In that moment Jim’s eternal destiny was decided once and for all. But that wasn’t all that happened when Jim met Jesus. In that humble rescue mission, the Lord began to set Jim free and rebuild his life. It was as if Jesus had cast legion out of Jim’s soul and gave him a fresh start. His restoration took time and plenty of effort, both divine and human. But Jim did indeed find wholeness in Jesus. So, by the time I got to know Jim, many years after his conversion, he was one of the kindest and godliest men I knew. He passionately loved the Lord who had set him free and served him in every aspect of his life. He was, in fact, a highly respect elder at Hollywood Presbyterian Church, where I served as an associate pastor. If you had met him, you would never have guessed where he had been in his life.


My friends, I don’t know what you’re battling today. I expect that many of us find ourselves in a raging battle between good and evil. Perhaps some of us feel as if we’re at the brink of destruction. We may look great on the outside, but inside we’re being eaten alive by our suffering or our sin. Our marriages may be crumbling or our family relationships on the verge of being shattered. Our hidden lives of addiction are tearing us apart. Or perhaps we find ourselves slaves to gossip, or unforgiveness, or anger, or . . . you can name your own “demons.”

One of my “demons” these days is fear, fear associated with my children. I have two teenage kids, and they’re great human beings. They’re doing well in just about every way. Yet I can feel afraid because of them. I feel fear when they drive in cars with their friends, even when I know their friends and trust them. I just don’t like my kids out on the roads at night. But I also know I can’t keep them locked inside forever.

I also can feel fear when I think of their future. My son just took his SAT yesterday. I expect he did very well. But I can still worry about where he’ll go to college. And I can worry about how we’re going to afford it. And I can worry about how I’ll do without him around. And so on and so on. I expect many of you can relate to these fears, either because you’ve been there before or because you’re there right now.

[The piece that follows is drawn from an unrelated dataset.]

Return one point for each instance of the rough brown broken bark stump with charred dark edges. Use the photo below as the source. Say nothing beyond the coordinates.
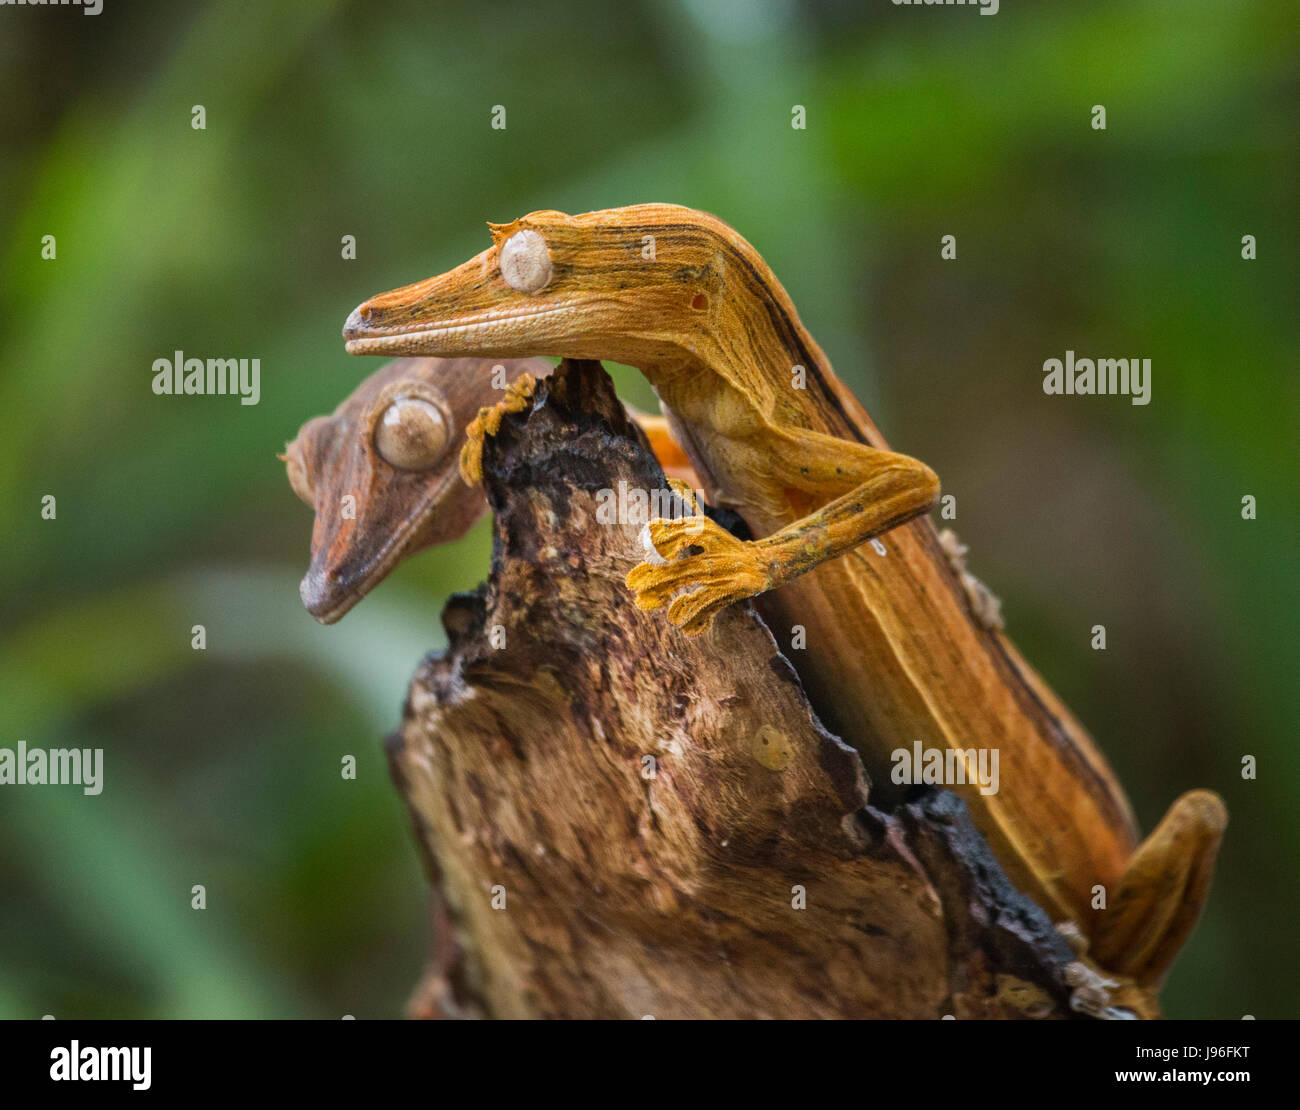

I need to take my “demon” of fear to Jesus, because he can deal with it. He can handle crisis, any challenge, any obstacle, any bondage in your life.

My friends, the battle you and I experience is real. And though God will ultimately prevail, you’re in the midst of a real struggle. But there is good news, great news for you:

• Good will prevail over evil. God will win. Evil will be fully and finally defeated.

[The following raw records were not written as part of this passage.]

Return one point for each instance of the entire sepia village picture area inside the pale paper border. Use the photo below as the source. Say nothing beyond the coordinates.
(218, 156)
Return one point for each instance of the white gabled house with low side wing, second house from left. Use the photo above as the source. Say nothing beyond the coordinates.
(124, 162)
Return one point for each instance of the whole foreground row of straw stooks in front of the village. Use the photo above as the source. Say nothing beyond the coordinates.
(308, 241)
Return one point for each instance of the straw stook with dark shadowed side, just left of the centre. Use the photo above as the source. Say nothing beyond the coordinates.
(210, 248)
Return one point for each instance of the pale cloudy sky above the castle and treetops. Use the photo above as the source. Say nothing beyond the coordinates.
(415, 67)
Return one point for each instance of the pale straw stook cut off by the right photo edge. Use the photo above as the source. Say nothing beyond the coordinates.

• Jesus wants you to be whole. He came to set you free, not just in the long run, but now.

• Jesus is passionate about your wholeness. It cost him, not merely a herd of pigs, but his own life, which he freely gave for your sake and mine. Jesus came and died to give you life in all abundance.

So I would urge you, sisters and brothers, to turn to Jesus today. It doesn’t matter if you’ve been a Christian for 46 years, as I have been, or if you’re still checking out Christian faith. We all need Jesus: his love, his mercy, his grace, his power. We all need more freedom from the chains that bind us. We all need to experience more of the wholeness Jesus came to give.

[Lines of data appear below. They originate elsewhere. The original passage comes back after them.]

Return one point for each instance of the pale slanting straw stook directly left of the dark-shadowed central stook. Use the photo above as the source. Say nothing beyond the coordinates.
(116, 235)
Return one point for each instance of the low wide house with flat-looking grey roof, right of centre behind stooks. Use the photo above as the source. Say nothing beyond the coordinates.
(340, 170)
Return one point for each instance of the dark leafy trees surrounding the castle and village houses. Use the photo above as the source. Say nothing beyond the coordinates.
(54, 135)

The same Jesus who set the demonized man free from the legion of his tormentors is here today. He is here to set you free. At this table, we remember his sacrifice and its implications. At this table, we come to experience his forgiveness, mercy, and healing.

So as you approach the table today, come trusting Jesus. Come, offering yourself to him in all of your brokenness. Come, ready to receive his grace and mercy. Come, asking him for freedom. Come, and be set free!